MacOS in a VM?

Hi,
I have a license for Microtonic (SonicCharge, to create sounds and send them to a PO32 MicroTonic).
I cannot get it to work with Wine (I tried PlayOnLinux and Bottles). I also have a ReMarkable and that software doesn’t work either with Wine.
So, would it be easy to run MacOS in a VM to use those programs there?

I think I could use a Docker for that? I don’t understand layering or BoxBudy or stuff like that, are that options for installing a VM?
It may be a stupid question, but with all those “containers” is that like you could make a “MacOS” container?

I do want to make an effort (feel free to point me in the right direction), but it’s not important enough to learn a lot of programs and code. Does that make sense?

OCI containers (docker, podman etc…) run using the hosts kernel so you cannot run other operating systems in a container without further emulation. I think it is possible, but not recommended or easy. Your best bet for running another OS is to use virtual machines, but I don’t think you can run macos in a VM without violating Apples EULA…but im not sure about this.

I would do a more general web search for getting macos working in a vm and then come back here if you have uBlue specific issues getting it working.

I have never set that up for macos so I cannot offer any more specific advice on that front.

You can run macOS in a VM, the EULA breaking part is to acquire a macOS image and running it without using a real Mac.

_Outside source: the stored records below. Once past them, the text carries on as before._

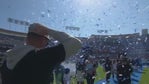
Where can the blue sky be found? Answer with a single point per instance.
(115, 16)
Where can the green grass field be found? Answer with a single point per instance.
(145, 77)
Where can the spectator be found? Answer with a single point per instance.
(34, 62)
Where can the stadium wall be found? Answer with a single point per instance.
(12, 33)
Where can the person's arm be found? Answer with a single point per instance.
(71, 44)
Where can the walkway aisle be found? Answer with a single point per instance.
(136, 76)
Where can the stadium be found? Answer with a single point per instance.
(74, 42)
(97, 47)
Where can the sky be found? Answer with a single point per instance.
(91, 16)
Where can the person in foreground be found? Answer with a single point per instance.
(34, 61)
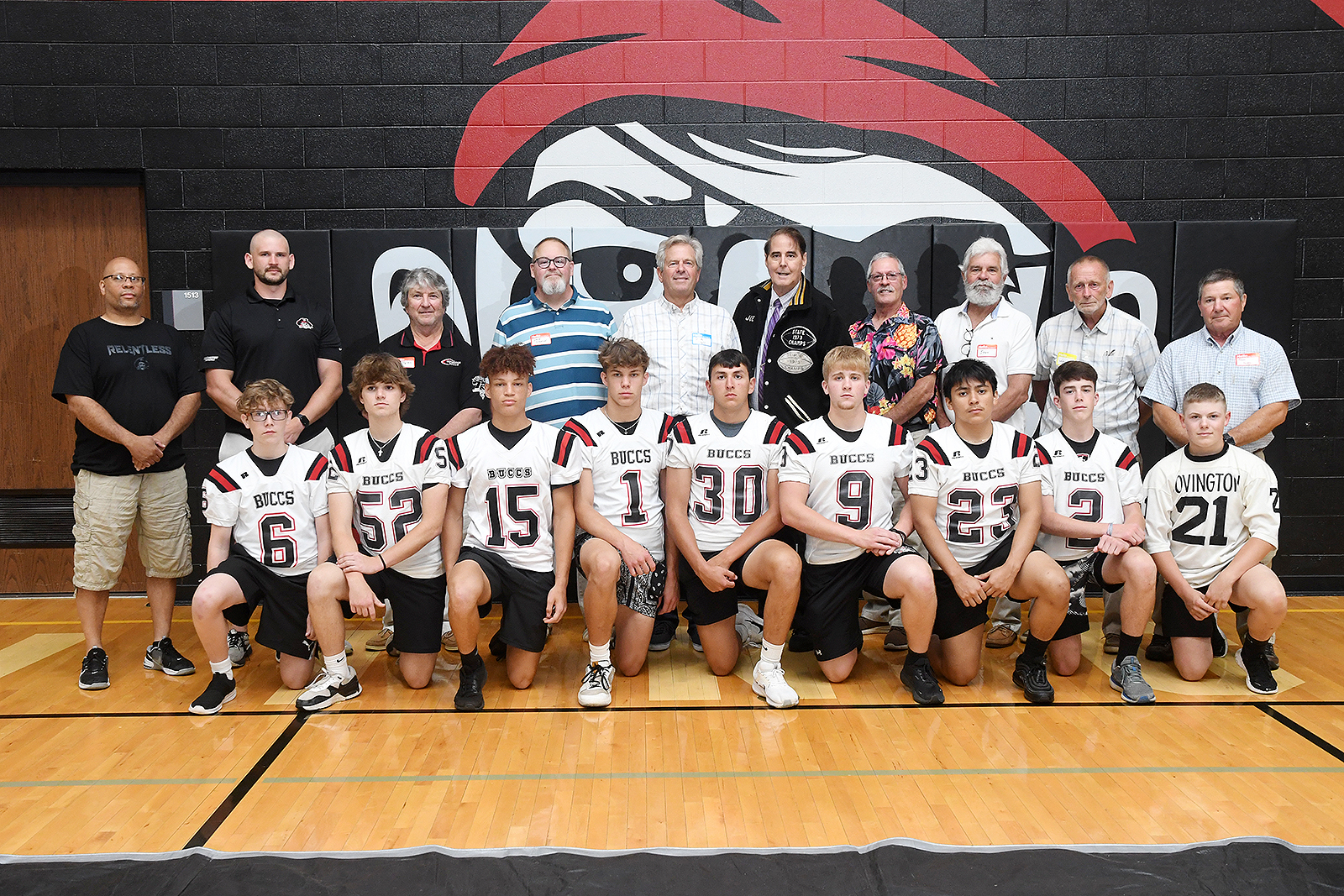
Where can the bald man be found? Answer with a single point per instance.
(272, 332)
(134, 387)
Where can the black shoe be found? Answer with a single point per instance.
(165, 658)
(1030, 674)
(924, 687)
(800, 642)
(1159, 649)
(663, 633)
(93, 673)
(218, 692)
(470, 684)
(1258, 678)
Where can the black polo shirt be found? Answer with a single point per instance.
(444, 375)
(260, 338)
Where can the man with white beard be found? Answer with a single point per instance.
(992, 331)
(564, 329)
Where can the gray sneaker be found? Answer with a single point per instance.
(1128, 679)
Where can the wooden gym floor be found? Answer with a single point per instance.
(682, 758)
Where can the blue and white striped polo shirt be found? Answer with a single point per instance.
(568, 380)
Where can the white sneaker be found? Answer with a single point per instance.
(596, 689)
(768, 681)
(750, 626)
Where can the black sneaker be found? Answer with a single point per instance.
(470, 683)
(218, 692)
(93, 673)
(239, 647)
(1159, 649)
(924, 687)
(165, 658)
(663, 633)
(1030, 674)
(1258, 679)
(328, 688)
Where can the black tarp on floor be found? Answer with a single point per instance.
(1250, 867)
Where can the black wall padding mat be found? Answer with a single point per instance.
(1226, 868)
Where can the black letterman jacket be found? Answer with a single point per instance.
(808, 328)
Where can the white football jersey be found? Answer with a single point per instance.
(850, 479)
(1093, 488)
(273, 517)
(625, 472)
(387, 493)
(1205, 510)
(727, 474)
(978, 499)
(508, 508)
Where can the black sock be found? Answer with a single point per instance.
(1128, 645)
(1035, 647)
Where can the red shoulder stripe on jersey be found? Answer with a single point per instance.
(319, 469)
(934, 452)
(580, 432)
(1021, 445)
(222, 479)
(340, 454)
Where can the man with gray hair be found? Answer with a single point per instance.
(990, 329)
(680, 332)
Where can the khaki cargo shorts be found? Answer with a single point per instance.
(107, 508)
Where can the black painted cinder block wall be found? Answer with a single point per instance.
(349, 114)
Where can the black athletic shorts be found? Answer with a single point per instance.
(418, 607)
(717, 606)
(286, 617)
(638, 593)
(831, 594)
(953, 616)
(521, 593)
(1179, 624)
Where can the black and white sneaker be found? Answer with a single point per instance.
(1030, 674)
(924, 687)
(165, 658)
(328, 688)
(470, 684)
(93, 672)
(218, 692)
(1258, 678)
(239, 647)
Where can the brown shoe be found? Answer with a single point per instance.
(895, 640)
(1000, 636)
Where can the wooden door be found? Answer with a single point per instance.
(54, 244)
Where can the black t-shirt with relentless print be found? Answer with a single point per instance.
(136, 374)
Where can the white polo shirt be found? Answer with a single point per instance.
(1005, 340)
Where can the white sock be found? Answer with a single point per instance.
(772, 652)
(336, 665)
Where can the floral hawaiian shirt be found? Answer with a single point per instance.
(904, 349)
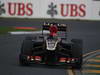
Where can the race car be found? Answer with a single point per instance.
(52, 49)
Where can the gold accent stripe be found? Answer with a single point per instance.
(91, 71)
(91, 53)
(92, 65)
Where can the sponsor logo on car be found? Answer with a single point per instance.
(52, 10)
(67, 10)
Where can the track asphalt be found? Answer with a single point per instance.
(10, 45)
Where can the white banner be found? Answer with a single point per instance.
(60, 9)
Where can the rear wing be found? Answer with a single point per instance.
(61, 27)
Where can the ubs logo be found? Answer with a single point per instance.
(2, 10)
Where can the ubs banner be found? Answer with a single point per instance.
(61, 9)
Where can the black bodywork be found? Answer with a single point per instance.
(37, 52)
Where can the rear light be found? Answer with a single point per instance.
(32, 58)
(62, 60)
(68, 60)
(38, 58)
(28, 57)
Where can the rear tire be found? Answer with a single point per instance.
(77, 52)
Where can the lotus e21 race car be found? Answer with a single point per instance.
(52, 49)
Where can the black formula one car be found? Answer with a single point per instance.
(52, 49)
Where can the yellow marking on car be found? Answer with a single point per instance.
(92, 65)
(91, 53)
(94, 60)
(92, 71)
(70, 72)
(98, 56)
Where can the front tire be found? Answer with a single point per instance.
(77, 52)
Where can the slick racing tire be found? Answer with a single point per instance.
(26, 49)
(77, 52)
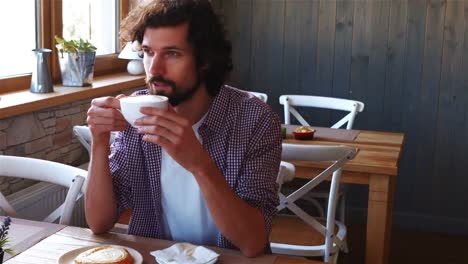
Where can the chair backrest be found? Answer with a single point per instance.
(84, 136)
(290, 102)
(45, 171)
(334, 157)
(261, 96)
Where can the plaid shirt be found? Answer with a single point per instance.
(243, 137)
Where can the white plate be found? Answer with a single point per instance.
(69, 257)
(209, 262)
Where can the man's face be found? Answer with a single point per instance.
(170, 63)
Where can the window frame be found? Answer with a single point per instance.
(50, 23)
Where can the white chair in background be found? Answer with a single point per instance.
(84, 136)
(261, 96)
(44, 171)
(302, 234)
(290, 102)
(351, 107)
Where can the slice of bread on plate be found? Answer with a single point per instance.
(108, 254)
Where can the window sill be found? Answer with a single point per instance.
(20, 102)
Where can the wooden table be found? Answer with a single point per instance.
(375, 165)
(66, 238)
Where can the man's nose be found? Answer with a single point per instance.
(156, 66)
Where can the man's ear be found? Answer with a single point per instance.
(203, 70)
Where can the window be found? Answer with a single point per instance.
(96, 21)
(17, 41)
(91, 20)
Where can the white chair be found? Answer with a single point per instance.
(290, 102)
(301, 234)
(261, 96)
(84, 136)
(45, 171)
(351, 107)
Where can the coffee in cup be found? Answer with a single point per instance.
(130, 106)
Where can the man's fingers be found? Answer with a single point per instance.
(105, 112)
(159, 131)
(106, 102)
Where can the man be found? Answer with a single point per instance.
(203, 171)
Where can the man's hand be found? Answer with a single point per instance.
(104, 116)
(173, 133)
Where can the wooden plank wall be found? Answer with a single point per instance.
(407, 60)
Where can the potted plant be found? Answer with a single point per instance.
(5, 226)
(76, 59)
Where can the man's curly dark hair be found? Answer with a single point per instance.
(206, 34)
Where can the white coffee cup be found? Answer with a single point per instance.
(130, 105)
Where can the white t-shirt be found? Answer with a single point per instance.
(185, 214)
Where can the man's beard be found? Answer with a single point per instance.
(178, 95)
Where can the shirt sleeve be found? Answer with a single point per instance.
(257, 182)
(119, 173)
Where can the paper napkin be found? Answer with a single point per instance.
(185, 253)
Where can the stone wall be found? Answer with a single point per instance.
(46, 134)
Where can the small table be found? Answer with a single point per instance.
(375, 165)
(67, 238)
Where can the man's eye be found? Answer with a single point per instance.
(147, 52)
(172, 54)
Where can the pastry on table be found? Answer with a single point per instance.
(108, 254)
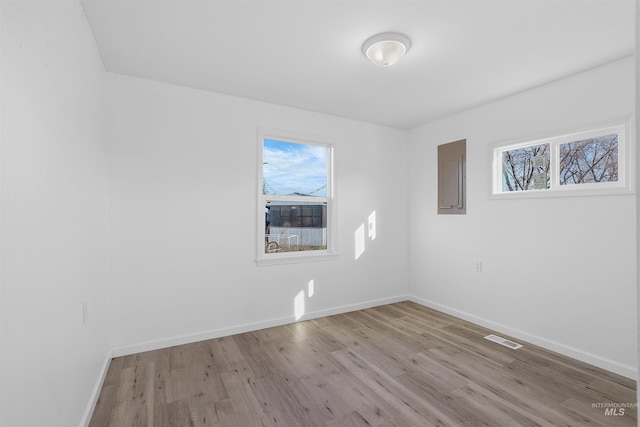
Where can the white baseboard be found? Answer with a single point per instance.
(95, 393)
(248, 327)
(609, 365)
(624, 370)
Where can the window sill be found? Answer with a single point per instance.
(295, 258)
(537, 194)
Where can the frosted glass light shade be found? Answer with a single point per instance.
(386, 49)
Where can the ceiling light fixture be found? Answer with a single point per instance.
(386, 49)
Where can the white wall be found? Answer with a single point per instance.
(551, 275)
(183, 183)
(54, 199)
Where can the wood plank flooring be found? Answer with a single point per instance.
(395, 365)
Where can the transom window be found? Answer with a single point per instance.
(591, 162)
(295, 200)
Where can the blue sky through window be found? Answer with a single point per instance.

Yes, but not Docker Desktop

just a quick note bc i was confused by that fact when I found out

Thank you @matthew ,
I did first do a websearch and found you need an emulator like Qemu or Quickemu. I didn’t find any Flatpak emulators except for game consoles or wine.
I also found a Docker solution that seems interesting. But I don’t really understand the difference between all those containered or sandboxed solutions (Flatpaks and Docker both are a form of container, isn’t it? And an emulator is also a form a container?).
Therefore, I wanted to ask here first, then I would inform myself more in the details of the proposed solution. Instead of having to learn all those things and THEN decide which I would need…

EDIT:
Sorry, that question was already answered by Matthew. Read it again now…

You can run real Windows or macOS in a docker container, and use a web browser to view and interact with the desktop. I’ve been using it to run Win11 and a piece of software I need, and it’s been working well for me.
I might try the macOS setup to run Curio, a macOS application without equal.

1 Like

Thank you @JohnAtl . How do I install Docker? I searched the web and this forum, but I didn’t see an easy guide. I’m not sure, do I need to go in developer mode for that?

I’m happy if you could point me to the correct information, I don’t want to burden you to explain everything.

Yeah, probably switching to developer mode would be the first step.
Then create a folder somewhere and save the docker compose file inside that folder to a compose.yaml file.
This is what mine looks like. I have added a couple of volumes, which makes those folders available from within the virtual machine. I also added a DISK_SIZE, RAM_SIZE, and CPU_CORES. I had to remove the VERSION (as found in their compose file) to make it work.

services:
  macos:
    image: dockurr/macos
    container_name: macos
    environment:
      DISK_SIZE: "200G"
      RAM_SIZE: "64G"
      CPU_CORES: "12"
    devices:
      - /dev/kvm
    cap_add:
      - NET_ADMIN
    ports:
      - 8006:8006
      - 5900:5900/tcp
      - 5900:5900/udp
    stop_grace_period: 2m
    volumes:
      - /mnt/tank/vms:/storage
      - /home/john/Public:/shared

Then from the folder that the compose.yaml file is in, do this:

docker compose up

The magic will happen, and you can open a web browser and go to the address localhost:8006, and you should see macOS booting up into setup.
From there, follow the instructions at the FAQ for creating the boot disk, running install, etc.